If I had not wandered into the New York City Opera thrift shop this fall, I probably would have never read Memories of a Marriage by Louis Begley. And that means that I might have never discovered Begley's mesmerizing fiction.
A retired partner at Debevoise & Plimpton, Begley writes about New York's moneyed class with stinging subtlety. Though he's often been compared to Louis Auchincloss, another lawyer famed for novels about the privileged set, Begley is, in my opinion, a much more powerful, nuanced and literary writer. (Think Edith Wharton mixed with John Updike and a dash of Ian McEwan).
After binge reading three of his other novels (About Schmidt, Shipwreck and The Man Who Was Late), my inner English major got the better of me, and I emailed Begley for an interview. With his very exuberant French bulldog by his side, Begley met with me at at his dimly lit Upper East Side apartment to chat about his literary and legal careers. Here are excerpts from our meeting and a subsequent phone conversation.
You're 83 now but you didn't come out with your first novel until 1991 when you were 57 when you were in the thick of your corporate practice at Debevoise. Were you secretly writing fiction on the side?
I was quite unsecretly practicing law until January 2004. I loved practicing law—taking up fights for clients and working with colleagues. But I had this other life. [When I was practicing,] I'd write on weekends. I still go to the office once a week and go to the firm's partnership lunch on Tuesdays.
Your most famous novel is arguably About Schmidt, which portrays a partner at a prestigious firm facing personal and professional extinction. It doesn't present a very kind view of the legal business. It portrays the law firm as a harsh place where younger partners are elbowing out older partners and cutting their pensions.
Happy families are not good subjects for novels, and happy law firms are even worse.
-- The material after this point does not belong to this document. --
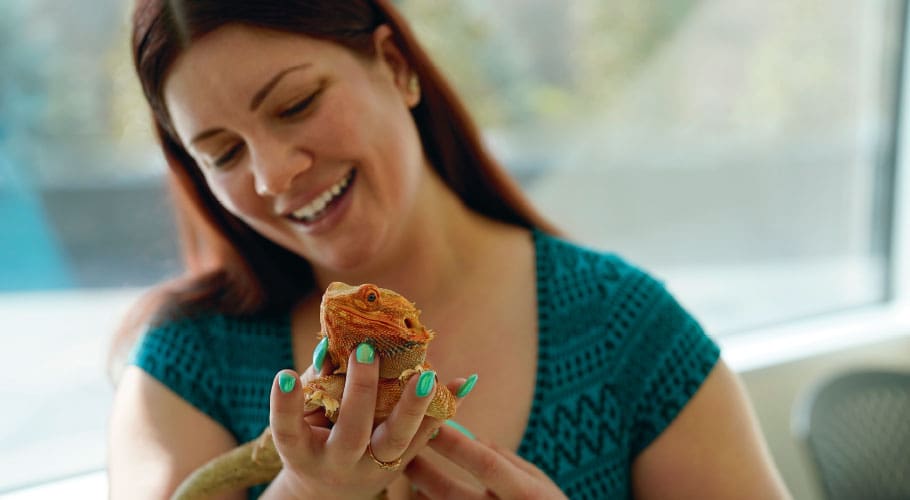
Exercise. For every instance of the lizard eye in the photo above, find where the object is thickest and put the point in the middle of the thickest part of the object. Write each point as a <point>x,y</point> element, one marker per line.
<point>369,294</point>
But that was not my case. Like Schmidt, I cut my teeth on private placements. I also did private M&As, now known as private equity. I then converted myself into an international M&A lawyer, then did arbitrations. I was extremely active. I did not become obsolete like Schmidt.
About Schmidt addresses anti-Semitism in the higher echelons of New York society. The main character is anti-Semitic though he denies it. At the same time, however, he sponsors a Jewish associate (Jon Riker) for partnership.
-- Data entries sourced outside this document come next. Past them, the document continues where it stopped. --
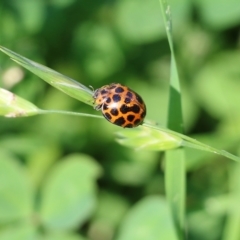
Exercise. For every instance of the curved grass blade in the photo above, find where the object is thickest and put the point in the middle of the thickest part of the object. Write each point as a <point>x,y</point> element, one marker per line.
<point>175,160</point>
<point>12,105</point>
<point>57,80</point>
<point>156,138</point>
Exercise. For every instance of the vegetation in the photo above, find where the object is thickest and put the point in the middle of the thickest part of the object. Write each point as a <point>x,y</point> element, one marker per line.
<point>65,177</point>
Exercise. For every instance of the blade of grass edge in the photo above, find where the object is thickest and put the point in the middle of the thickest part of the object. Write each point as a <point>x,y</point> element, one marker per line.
<point>175,181</point>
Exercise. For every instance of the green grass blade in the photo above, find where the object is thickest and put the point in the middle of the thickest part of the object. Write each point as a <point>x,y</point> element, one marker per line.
<point>175,160</point>
<point>232,226</point>
<point>57,80</point>
<point>12,105</point>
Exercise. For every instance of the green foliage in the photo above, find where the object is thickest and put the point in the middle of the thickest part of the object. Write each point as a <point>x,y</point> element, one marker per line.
<point>44,188</point>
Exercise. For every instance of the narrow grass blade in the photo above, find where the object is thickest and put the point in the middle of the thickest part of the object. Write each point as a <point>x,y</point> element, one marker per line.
<point>12,105</point>
<point>57,80</point>
<point>175,159</point>
<point>232,226</point>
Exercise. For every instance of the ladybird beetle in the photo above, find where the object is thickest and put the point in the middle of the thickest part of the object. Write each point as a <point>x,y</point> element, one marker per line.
<point>120,105</point>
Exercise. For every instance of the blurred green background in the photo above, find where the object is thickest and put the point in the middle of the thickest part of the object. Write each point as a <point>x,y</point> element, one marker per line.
<point>65,177</point>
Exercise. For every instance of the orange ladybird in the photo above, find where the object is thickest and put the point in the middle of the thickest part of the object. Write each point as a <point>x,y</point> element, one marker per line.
<point>120,105</point>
The prejudices were rife at that time [1950s to 1960s], and it was remarkable that Schmidt was able to get Riker to partnership.
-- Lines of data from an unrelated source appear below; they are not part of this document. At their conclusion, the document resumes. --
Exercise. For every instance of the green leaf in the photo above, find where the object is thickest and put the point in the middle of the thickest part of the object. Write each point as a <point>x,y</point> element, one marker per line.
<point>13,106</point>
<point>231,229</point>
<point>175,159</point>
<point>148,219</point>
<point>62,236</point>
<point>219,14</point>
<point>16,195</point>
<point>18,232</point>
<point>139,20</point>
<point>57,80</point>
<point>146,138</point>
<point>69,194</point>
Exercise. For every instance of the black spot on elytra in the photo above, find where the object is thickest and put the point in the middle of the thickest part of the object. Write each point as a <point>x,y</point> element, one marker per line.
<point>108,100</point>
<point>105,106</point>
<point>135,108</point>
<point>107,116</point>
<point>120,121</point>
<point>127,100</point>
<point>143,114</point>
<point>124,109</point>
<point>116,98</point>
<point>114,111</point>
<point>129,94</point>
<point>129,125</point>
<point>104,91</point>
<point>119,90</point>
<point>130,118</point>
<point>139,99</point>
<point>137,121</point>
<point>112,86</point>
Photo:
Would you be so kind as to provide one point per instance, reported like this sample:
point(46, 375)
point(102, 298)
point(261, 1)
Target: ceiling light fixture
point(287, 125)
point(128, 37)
You are Jewish [Begley's acclaimed novel Wartime Lies recounts how he escaped the Holocaust as a child by passing as a Catholic in Poland]. Did you personally experience anti-Semitism after graduating from Harvard college and law school in the 1950's?
I didn't experience anti-Semitism but I did experience class differences. I didn't get asked to final clubs at Harvard not because of being Jewish but because I was poor.
What about anti-Semitism during your legal career? For instance, Alan Dershowitz, who graduated first in his class from Yale Law School in 1962, told me that he couldn't get a job at a white shoe law firm because he was Jewish.
I think you're beating a dead horse here. I was not an object of anti-Semitism. . . I don't know about Alan Dershowtiz. Maybe it had to do with Alan Dershowitz.
Are you religious at all?
No, I am a card-carrying atheist.
Let's turn to sex. You have a lot of it in your books. Some of it is quite graphic. Your characters seem to do it like rabbits. Why are they so driven by lust?
I like sex. I wasn't trying to write a treatise. Louis Auchincloss once told me he couldn't stand reading the sex in my books. He asked me, "why do you have to write about it?" My observation is that people are moved by sexual desire more than it's generally acknowledged. Sexual desire is more powerful than food or drink.
Even among lawyers? Aren't they too busy to engage in all that extracurricular activity?
Lawyers are people. I've seen lawyers in office romances, often very unsuitable ones. I've seen partners leave their good wives for young associates, receptionists. I think women lawyers do things that are not prudent or wise too. I don't think it takes a good deal of time.